转到末尾下载完整的示例代码。或者通过 JupyterLite 或 Binder 在浏览器中运行此示例

向量量化示例#

本示例展示了如何使用 KBinsDiscretizer 对一组玩具图像（浣熊脸）进行向量量化。

# Authors: The scikit-learn developers
# SPDX-License-Identifier: BSD-3-Clause

原始图像#

我们首先从 SciPy 加载浣熊脸图像。我们还将检查有关图像的一些信息，例如用于存储图像的形状和数据类型。

请注意，根据 SciPy 版本，我们必须调整导入，因为返回图像的函数不在同一模块中。此外，SciPy >= 1.10 需要安装 pooch 包。

try:  # Scipy >= 1.10
    from scipy.datasets import face
except ImportError:
    from scipy.misc import face

raccoon_face = face(gray=True)

print(f"The dimension of the image is {raccoon_face.shape}")
print(f"The data used to encode the image is of type {raccoon_face.dtype}")
print(f"The number of bytes taken in RAM is {raccoon_face.nbytes}")

The dimension of the image is (768, 1024)
The data used to encode the image is of type uint8
The number of bytes taken in RAM is 786432

因此，该图像是一个高 768 像素、宽 1024 像素的二维数组。每个值都是一个 8 位无符号整数，这意味着图像使用每像素 8 位进行编码。图像的总内存使用量为 786 千字节（1 字节等于 8 位）。

使用 8 位无符号整数意味着图像最多使用 256 种不同的灰度进行编码。我们可以检查这些值的分布。

import matplotlib.pyplot as plt

fig, ax = plt.subplots(ncols=2, figsize=(12, 4))

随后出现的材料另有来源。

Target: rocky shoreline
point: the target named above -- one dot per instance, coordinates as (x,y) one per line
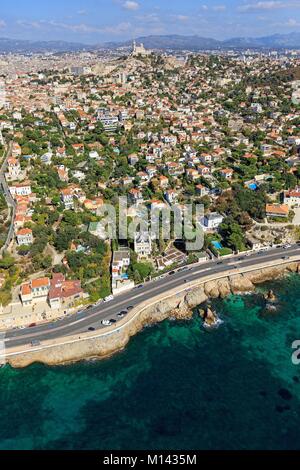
(178,307)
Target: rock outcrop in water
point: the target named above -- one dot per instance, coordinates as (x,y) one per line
(178,306)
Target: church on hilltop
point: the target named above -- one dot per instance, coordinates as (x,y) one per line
(139,50)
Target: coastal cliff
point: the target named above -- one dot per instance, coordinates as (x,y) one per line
(178,306)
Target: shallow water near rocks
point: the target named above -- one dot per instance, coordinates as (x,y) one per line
(175,386)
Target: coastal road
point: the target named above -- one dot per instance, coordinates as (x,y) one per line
(80,323)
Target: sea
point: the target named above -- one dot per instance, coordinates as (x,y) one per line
(176,386)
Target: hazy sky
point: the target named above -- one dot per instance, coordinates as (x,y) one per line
(96,21)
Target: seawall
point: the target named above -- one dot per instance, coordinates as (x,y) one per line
(174,304)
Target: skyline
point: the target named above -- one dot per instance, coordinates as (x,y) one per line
(91,21)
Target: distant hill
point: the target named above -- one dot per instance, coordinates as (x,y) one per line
(196,43)
(172,41)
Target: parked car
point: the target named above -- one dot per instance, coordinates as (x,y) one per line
(122,314)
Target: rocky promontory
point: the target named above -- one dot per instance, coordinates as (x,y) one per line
(177,305)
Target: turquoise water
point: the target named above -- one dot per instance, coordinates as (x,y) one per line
(176,386)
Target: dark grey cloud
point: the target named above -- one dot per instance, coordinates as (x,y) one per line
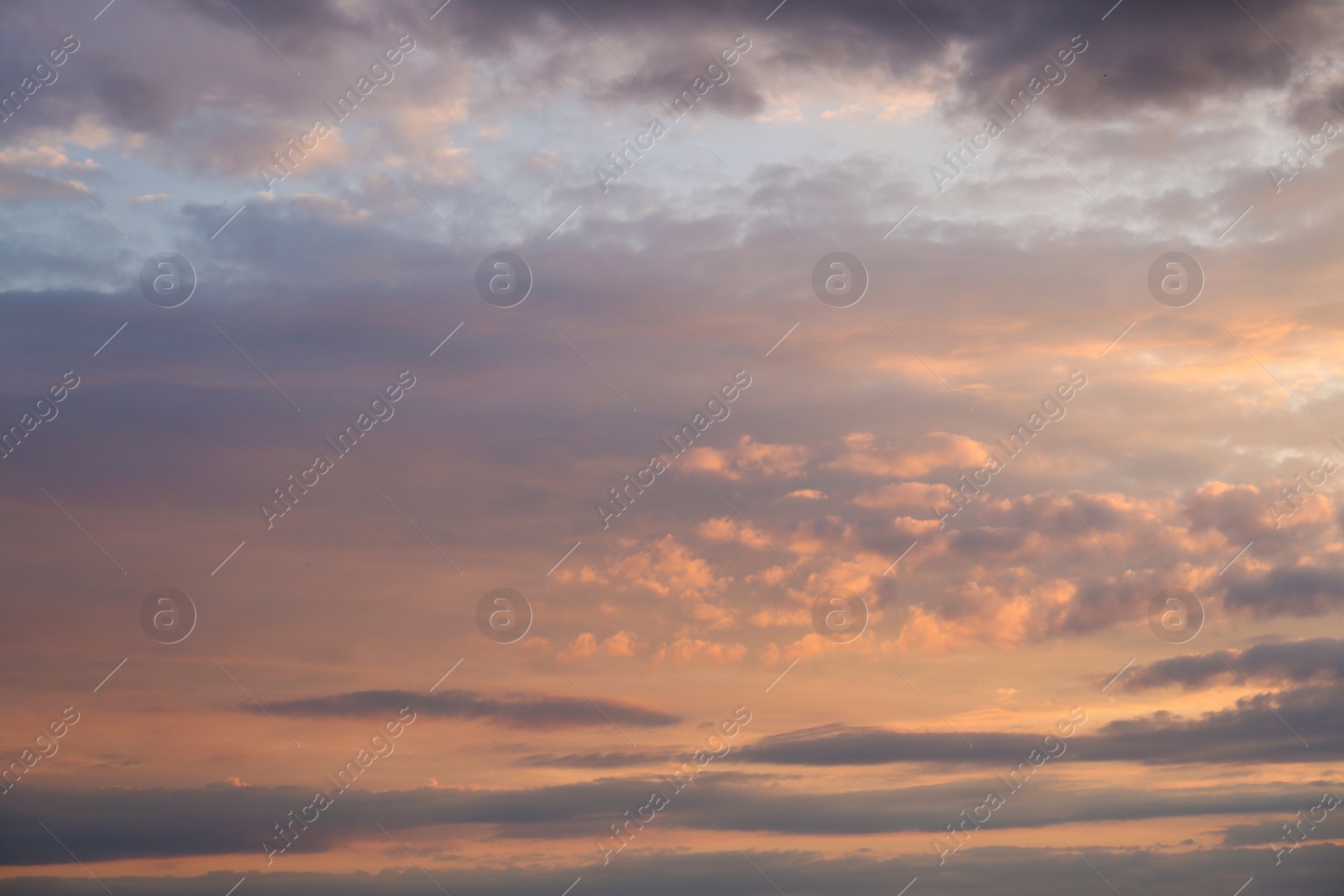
(1253,731)
(101,825)
(1288,590)
(1314,871)
(593,759)
(1287,660)
(514,710)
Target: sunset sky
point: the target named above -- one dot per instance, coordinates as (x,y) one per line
(575,448)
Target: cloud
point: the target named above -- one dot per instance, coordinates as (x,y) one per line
(1297,591)
(514,710)
(1283,661)
(1001,869)
(932,452)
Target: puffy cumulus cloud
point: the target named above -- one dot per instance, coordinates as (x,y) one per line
(904,497)
(622,644)
(699,651)
(988,613)
(1297,661)
(669,569)
(749,457)
(732,531)
(806,495)
(933,452)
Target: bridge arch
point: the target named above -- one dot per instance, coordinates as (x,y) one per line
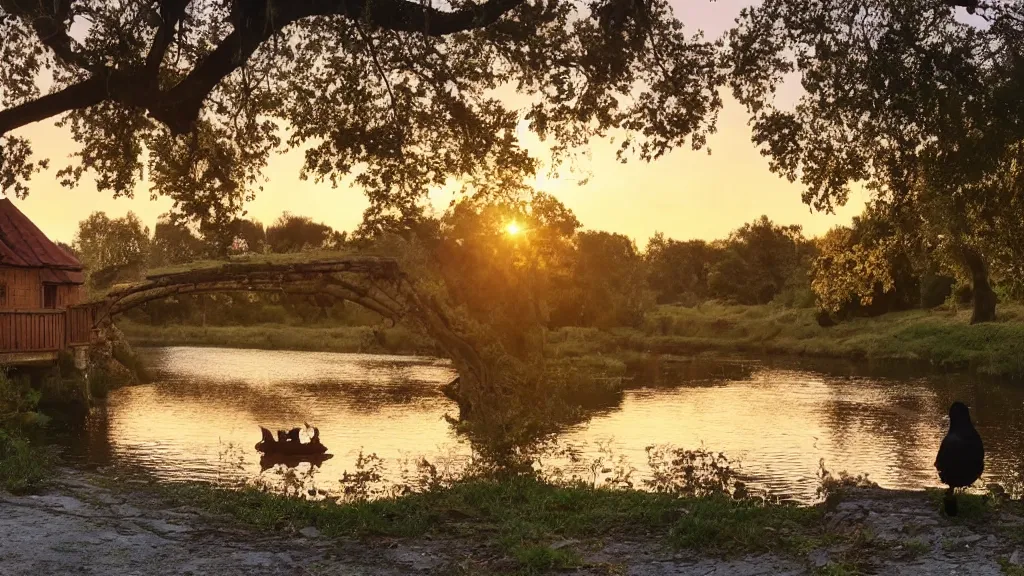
(376,283)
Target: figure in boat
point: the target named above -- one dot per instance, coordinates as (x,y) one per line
(289,444)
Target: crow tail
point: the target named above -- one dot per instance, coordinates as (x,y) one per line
(949,502)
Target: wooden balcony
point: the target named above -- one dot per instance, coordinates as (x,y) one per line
(29,336)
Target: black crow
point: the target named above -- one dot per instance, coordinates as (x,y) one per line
(962,456)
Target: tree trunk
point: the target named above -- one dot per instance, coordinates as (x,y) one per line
(984,296)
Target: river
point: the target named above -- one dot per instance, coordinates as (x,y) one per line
(198,420)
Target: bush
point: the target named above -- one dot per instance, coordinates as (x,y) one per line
(24,467)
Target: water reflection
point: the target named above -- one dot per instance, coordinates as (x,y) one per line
(200,419)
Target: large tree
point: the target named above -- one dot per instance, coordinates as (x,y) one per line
(397,95)
(913,98)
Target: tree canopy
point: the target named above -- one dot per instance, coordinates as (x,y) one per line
(394,94)
(911,98)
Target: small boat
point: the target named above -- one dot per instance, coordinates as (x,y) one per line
(268,461)
(288,444)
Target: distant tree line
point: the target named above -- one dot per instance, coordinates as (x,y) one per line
(550,273)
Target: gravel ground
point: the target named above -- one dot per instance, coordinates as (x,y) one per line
(80,527)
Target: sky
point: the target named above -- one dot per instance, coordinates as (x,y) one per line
(684,195)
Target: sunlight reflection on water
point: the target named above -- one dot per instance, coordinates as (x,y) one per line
(199,420)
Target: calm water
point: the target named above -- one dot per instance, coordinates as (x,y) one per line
(200,418)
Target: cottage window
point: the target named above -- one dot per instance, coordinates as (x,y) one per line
(49,295)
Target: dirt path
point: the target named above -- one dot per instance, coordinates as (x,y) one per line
(81,528)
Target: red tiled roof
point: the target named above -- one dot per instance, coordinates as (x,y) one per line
(24,245)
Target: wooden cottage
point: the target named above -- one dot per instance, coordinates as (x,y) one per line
(39,283)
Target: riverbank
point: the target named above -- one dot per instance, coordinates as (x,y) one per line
(109,525)
(935,339)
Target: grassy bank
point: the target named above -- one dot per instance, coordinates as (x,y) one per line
(940,338)
(532,526)
(281,336)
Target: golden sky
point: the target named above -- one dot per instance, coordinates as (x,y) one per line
(684,195)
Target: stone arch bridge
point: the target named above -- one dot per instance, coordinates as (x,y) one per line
(376,283)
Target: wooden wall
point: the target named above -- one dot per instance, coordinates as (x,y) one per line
(25,290)
(70,294)
(32,331)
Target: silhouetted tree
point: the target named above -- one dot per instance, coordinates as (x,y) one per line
(296,234)
(395,94)
(922,106)
(678,271)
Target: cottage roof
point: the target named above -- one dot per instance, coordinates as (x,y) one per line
(24,245)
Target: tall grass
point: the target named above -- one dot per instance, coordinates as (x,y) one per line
(939,338)
(24,466)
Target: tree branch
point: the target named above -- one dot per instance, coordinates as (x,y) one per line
(254,22)
(83,94)
(171,12)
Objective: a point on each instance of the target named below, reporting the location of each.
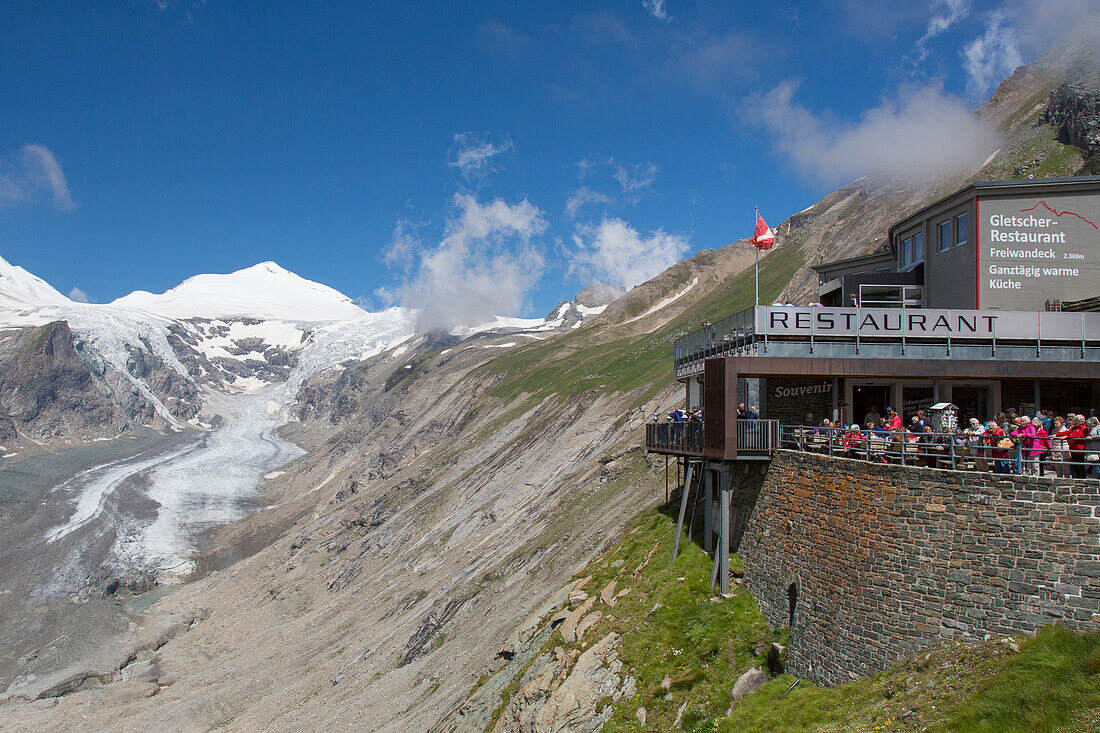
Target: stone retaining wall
(882, 560)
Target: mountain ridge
(452, 487)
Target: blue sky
(426, 152)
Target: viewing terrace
(892, 334)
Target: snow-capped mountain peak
(264, 291)
(20, 288)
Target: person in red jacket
(1078, 438)
(993, 435)
(893, 419)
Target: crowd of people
(1042, 445)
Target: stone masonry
(882, 560)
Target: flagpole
(757, 216)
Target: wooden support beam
(683, 510)
(724, 533)
(708, 512)
(721, 566)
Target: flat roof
(983, 186)
(884, 255)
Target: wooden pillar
(707, 511)
(724, 534)
(836, 398)
(683, 510)
(719, 570)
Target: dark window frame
(961, 233)
(949, 226)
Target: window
(960, 230)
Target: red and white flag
(763, 237)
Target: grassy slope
(703, 644)
(597, 358)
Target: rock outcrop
(1074, 111)
(47, 391)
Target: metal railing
(737, 335)
(732, 336)
(682, 438)
(686, 438)
(757, 436)
(947, 450)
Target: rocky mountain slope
(452, 487)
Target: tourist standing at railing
(854, 442)
(1000, 446)
(1078, 441)
(1040, 445)
(976, 442)
(1093, 448)
(1059, 448)
(893, 419)
(1022, 434)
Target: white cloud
(403, 244)
(37, 171)
(656, 9)
(582, 197)
(945, 14)
(991, 56)
(921, 135)
(634, 181)
(1021, 30)
(485, 264)
(615, 252)
(634, 176)
(474, 156)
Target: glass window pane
(960, 229)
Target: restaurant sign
(925, 323)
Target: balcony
(892, 334)
(755, 438)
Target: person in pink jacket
(1024, 434)
(1041, 446)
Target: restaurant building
(981, 301)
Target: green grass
(703, 643)
(1047, 686)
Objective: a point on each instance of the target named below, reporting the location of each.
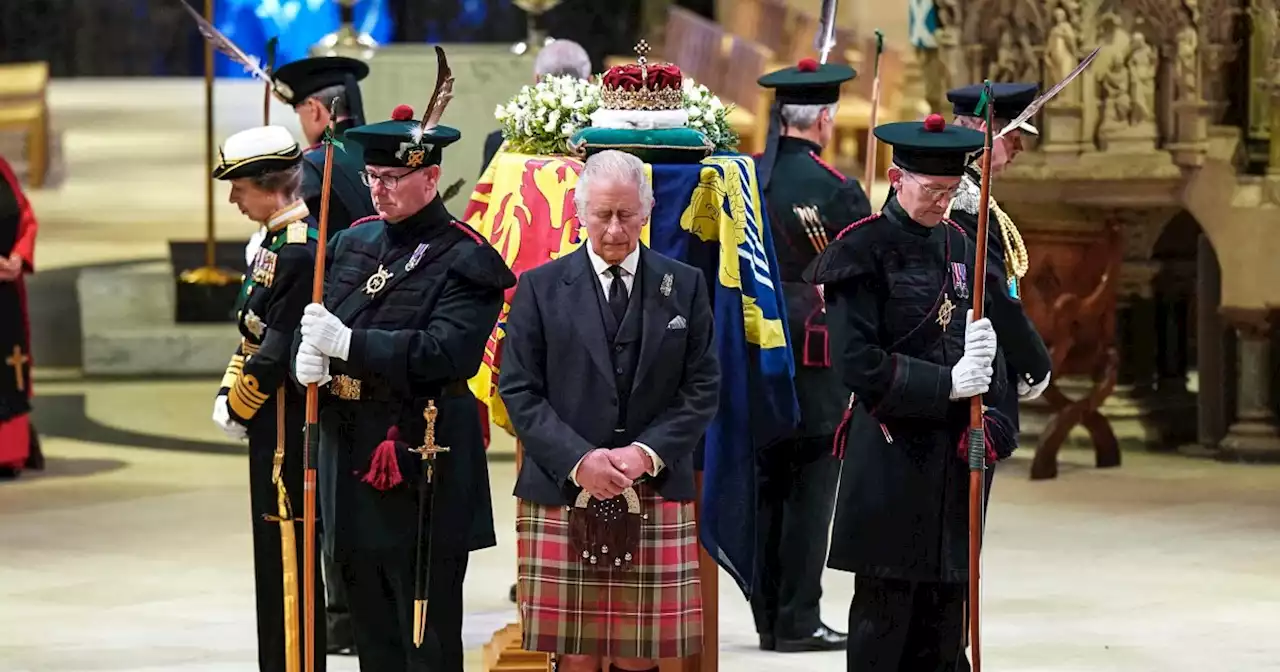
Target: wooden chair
(750, 117)
(24, 106)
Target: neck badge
(960, 279)
(945, 311)
(254, 324)
(378, 282)
(417, 256)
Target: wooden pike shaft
(871, 136)
(977, 442)
(312, 432)
(210, 233)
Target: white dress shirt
(629, 278)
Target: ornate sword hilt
(430, 449)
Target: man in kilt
(611, 379)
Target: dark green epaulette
(298, 232)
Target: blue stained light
(298, 24)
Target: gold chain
(1015, 251)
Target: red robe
(17, 234)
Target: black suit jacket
(558, 384)
(492, 142)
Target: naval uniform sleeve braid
(269, 368)
(233, 370)
(548, 440)
(451, 344)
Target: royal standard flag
(708, 215)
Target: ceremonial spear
(871, 129)
(311, 444)
(977, 435)
(220, 42)
(283, 507)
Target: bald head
(561, 58)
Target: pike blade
(1048, 95)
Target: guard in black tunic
(1006, 256)
(808, 202)
(410, 302)
(316, 88)
(263, 167)
(312, 85)
(899, 289)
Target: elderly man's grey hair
(618, 167)
(803, 117)
(563, 56)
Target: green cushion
(656, 146)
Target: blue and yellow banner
(708, 215)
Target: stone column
(1211, 352)
(1252, 437)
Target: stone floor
(132, 551)
(136, 556)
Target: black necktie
(617, 293)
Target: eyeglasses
(387, 181)
(933, 191)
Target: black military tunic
(350, 200)
(1024, 350)
(808, 202)
(421, 297)
(897, 293)
(273, 297)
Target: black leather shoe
(823, 639)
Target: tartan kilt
(568, 607)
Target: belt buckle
(344, 387)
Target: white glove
(255, 242)
(223, 419)
(1032, 392)
(311, 365)
(972, 374)
(979, 339)
(324, 332)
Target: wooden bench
(24, 106)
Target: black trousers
(380, 597)
(796, 499)
(337, 613)
(905, 626)
(268, 563)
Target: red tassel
(384, 467)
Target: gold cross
(430, 448)
(945, 311)
(17, 361)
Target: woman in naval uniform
(265, 173)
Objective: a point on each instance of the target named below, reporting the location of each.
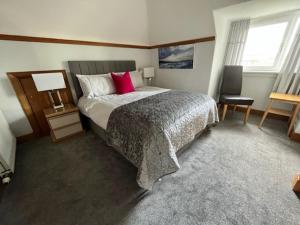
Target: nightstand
(64, 122)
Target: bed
(147, 126)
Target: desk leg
(265, 114)
(224, 111)
(247, 114)
(292, 113)
(293, 118)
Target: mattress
(99, 109)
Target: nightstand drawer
(67, 131)
(64, 120)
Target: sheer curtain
(236, 42)
(288, 80)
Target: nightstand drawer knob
(64, 120)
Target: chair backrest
(232, 80)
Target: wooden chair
(231, 91)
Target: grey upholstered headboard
(97, 67)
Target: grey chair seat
(236, 100)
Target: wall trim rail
(9, 37)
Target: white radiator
(7, 150)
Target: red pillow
(122, 83)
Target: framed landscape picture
(176, 57)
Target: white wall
(24, 56)
(93, 20)
(177, 20)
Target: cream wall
(123, 21)
(92, 20)
(24, 56)
(177, 20)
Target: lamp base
(55, 99)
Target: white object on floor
(99, 108)
(7, 150)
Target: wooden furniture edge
(261, 112)
(25, 138)
(24, 103)
(9, 37)
(12, 76)
(71, 109)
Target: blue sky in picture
(178, 57)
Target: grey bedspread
(148, 132)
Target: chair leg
(265, 114)
(224, 111)
(247, 114)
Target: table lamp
(148, 73)
(50, 82)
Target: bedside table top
(68, 108)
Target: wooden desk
(285, 98)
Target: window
(267, 43)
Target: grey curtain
(288, 79)
(236, 42)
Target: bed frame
(101, 67)
(93, 68)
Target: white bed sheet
(99, 109)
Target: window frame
(293, 21)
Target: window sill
(260, 74)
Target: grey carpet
(233, 174)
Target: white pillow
(85, 86)
(96, 85)
(136, 78)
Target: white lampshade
(148, 72)
(48, 81)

ax[0].imshow(raccoon_face, cmap=plt.cm.gray)
ax[0].axis("off")
ax[0].set_title("Rendering of the image")
ax[1].hist(raccoon_face.ravel(), bins=256)
ax[1].set_xlabel("Pixel value")
ax[1].set_ylabel("Count of pixels")
ax[1].set_title("Distribution of the pixel values")
_ = fig.suptitle("Original image of a raccoon face")

Original image of a raccoon face, Rendering of the image, Distribution of the pixel values

通过向量量化进行压缩#

通过向量量化进行压缩的目的是减少表示图像的灰度级别数量。例如，我们可以使用 8 个值而不是 256 个值。因此，这意味着我们可以高效地使用 3 位而不是 8 位来编码单个像素，从而将内存使用量大约减少 2.5 倍。我们稍后将讨论此内存使用情况。

编码策略#

可以使用 KBinsDiscretizer 进行压缩。我们需要选择一种策略来定义 8 个灰度值以进行二次采样。最简单的策略是使它们等距分布，这对应于设置 strategy="uniform"。从之前的直方图我们知道，这种策略肯定不是最优的。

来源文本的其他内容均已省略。